Polaris solar PV net news: August 18, Tiger financial exclusive first reported China’s single largest terrestrial photovoltaic power plant bids “suspicious” tufted, Trina Yingli, who will win? , Disclosed for the first time the photovoltaic industry giant is the biggest concern of the PV power plant project bidding process and reveals the process by clusters of “heavy black curtain”. The first financial, securities times and other media follow up reports, and the Yunnan provincial development and Reform Commission to conduct an interview, results contradictory, evasive. From currently parties of track reported and survey view, the PV project of bid at least exists several cannot avoided of problem: 1. the project may no after NDRC of agreed that in Exchange secretly operation, against has because previously Yunnan baiyao event and established of case principles, “State equity transfer needed by full sector approval, without full sector approval of State equity transfer are invalid”; 2. the bid process in the on bid enterprise of provides is demanding, even currently days collection, and British Lee two home PV giant are may unmanned method meet exchange of conditions, this means with, this times bid may is a “interlude”, real of meaning unmanned knows; 3. This times transfer “flagging” price is market of near 3 times times, makes industry persons shocked, and this almost more deep of reaction has PV industry of “approval value”, but approval whether the has market pricing such of origin problem is is by ignored.
From the tendering procedure all opaque, to the “flagging” cost a catch is higher than the market price, and won’t be able to see the light of the tangle of interests, all kinds of incredible details were giving Yunnan’s largest single photovoltaic power station bidding of moral integrity.
Although the transfer of State-owned assets in the process of black-box operations are no longer news, but “300MW PV in Jianshui County, Yunnan province,” bidding mode of operation has many shady. This is not only a possible transfer of a specific point; or do not exist “played games”.
A repeat drug cloud?
Recently, “300MW PV in Jianshui County, Yunnan province,” bidding will be the solar circle on its head on a grand scale, sharpen the PV mixer head wants to elbow its way into this project tries to get a piece of the action.

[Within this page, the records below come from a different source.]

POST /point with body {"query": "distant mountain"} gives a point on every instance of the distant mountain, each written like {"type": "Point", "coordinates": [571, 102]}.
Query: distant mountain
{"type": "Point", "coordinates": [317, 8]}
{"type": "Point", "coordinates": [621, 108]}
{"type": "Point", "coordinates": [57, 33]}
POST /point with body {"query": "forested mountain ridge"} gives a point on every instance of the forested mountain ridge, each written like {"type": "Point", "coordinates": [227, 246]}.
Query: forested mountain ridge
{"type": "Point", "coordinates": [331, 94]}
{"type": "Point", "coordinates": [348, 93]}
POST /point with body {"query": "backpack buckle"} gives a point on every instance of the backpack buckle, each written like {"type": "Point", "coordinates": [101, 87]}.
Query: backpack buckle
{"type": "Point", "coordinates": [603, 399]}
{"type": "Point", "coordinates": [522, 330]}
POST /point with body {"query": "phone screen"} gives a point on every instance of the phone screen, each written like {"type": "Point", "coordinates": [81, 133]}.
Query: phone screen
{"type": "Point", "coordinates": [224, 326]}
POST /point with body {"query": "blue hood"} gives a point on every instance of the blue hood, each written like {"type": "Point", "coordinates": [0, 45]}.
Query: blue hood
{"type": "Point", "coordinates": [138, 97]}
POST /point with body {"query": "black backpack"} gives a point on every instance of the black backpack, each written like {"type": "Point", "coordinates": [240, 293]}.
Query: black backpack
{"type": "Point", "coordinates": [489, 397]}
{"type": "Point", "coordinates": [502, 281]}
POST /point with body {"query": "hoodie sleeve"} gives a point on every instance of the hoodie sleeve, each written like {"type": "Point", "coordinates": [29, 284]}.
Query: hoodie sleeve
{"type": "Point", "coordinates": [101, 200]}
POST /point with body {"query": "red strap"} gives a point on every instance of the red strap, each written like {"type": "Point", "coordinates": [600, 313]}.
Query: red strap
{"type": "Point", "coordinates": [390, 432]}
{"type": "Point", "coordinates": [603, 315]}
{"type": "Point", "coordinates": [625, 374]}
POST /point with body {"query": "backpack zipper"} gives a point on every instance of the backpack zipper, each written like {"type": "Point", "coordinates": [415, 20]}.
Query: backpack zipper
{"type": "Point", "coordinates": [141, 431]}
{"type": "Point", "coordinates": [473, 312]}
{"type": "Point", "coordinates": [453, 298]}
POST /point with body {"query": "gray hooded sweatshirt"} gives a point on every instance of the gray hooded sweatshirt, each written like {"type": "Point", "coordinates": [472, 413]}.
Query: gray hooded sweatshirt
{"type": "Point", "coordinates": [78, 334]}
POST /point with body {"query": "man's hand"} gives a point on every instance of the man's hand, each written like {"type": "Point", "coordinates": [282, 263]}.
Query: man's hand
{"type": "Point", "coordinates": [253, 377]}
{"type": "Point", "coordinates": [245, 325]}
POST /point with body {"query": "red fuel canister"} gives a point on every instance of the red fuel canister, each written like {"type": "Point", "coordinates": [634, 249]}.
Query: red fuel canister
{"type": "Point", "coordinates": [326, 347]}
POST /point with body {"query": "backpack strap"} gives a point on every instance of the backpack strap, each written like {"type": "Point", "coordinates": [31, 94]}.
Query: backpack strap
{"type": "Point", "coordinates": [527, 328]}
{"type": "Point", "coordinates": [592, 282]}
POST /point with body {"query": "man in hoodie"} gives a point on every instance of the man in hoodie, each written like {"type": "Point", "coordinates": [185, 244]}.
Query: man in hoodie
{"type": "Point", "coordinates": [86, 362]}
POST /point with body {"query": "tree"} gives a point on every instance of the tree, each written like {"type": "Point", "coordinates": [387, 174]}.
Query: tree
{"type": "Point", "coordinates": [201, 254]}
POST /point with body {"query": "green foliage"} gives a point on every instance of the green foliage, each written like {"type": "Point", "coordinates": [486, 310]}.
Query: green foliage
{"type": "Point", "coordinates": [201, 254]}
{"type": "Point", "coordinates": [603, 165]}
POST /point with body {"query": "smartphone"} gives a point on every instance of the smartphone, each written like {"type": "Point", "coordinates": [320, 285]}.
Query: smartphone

It is reported that the above tender attracted the attention of two photovoltaic giants, namely the domestic photovoltaic industry leading Trina solar and Yingli Green energy.
However, the project was suspicious clumps in the bidding process, Tiger financial August 18, exclusive reports from the three doubtful points in the bidding process of the project: transfer of Yunnan metallurgy energy GmbH (hereinafter referred to as the clouds ye renewable energy) submitted incomplete information exchange; bids the suspect targeted settings; “flagging” cost puzzling details such as bizarre is higher than the market price.
Report upon the issue of PV market immediately attracted widespread attention, the mainstream media coverage followed, found that in addition to the above points, and tender procedures there is a larger question – the clouds ye new energy transfer without consent of the Yunnan provincial development and Reform Commission approved.
Statistics show that Yun Ye new energy is the “300MW PV in Jianshui County, Yunnan province,” the project company, the project is in the Honghe Prefecture, Yunnan province Jianshui County nanzhuang, company has a registered capital of 100 million Yuan, the paid-up capital of 20 million Yuan, the company operating range of photovoltaic power generation and energy-saving development, investment and technological development in the field of the company employs 14 people.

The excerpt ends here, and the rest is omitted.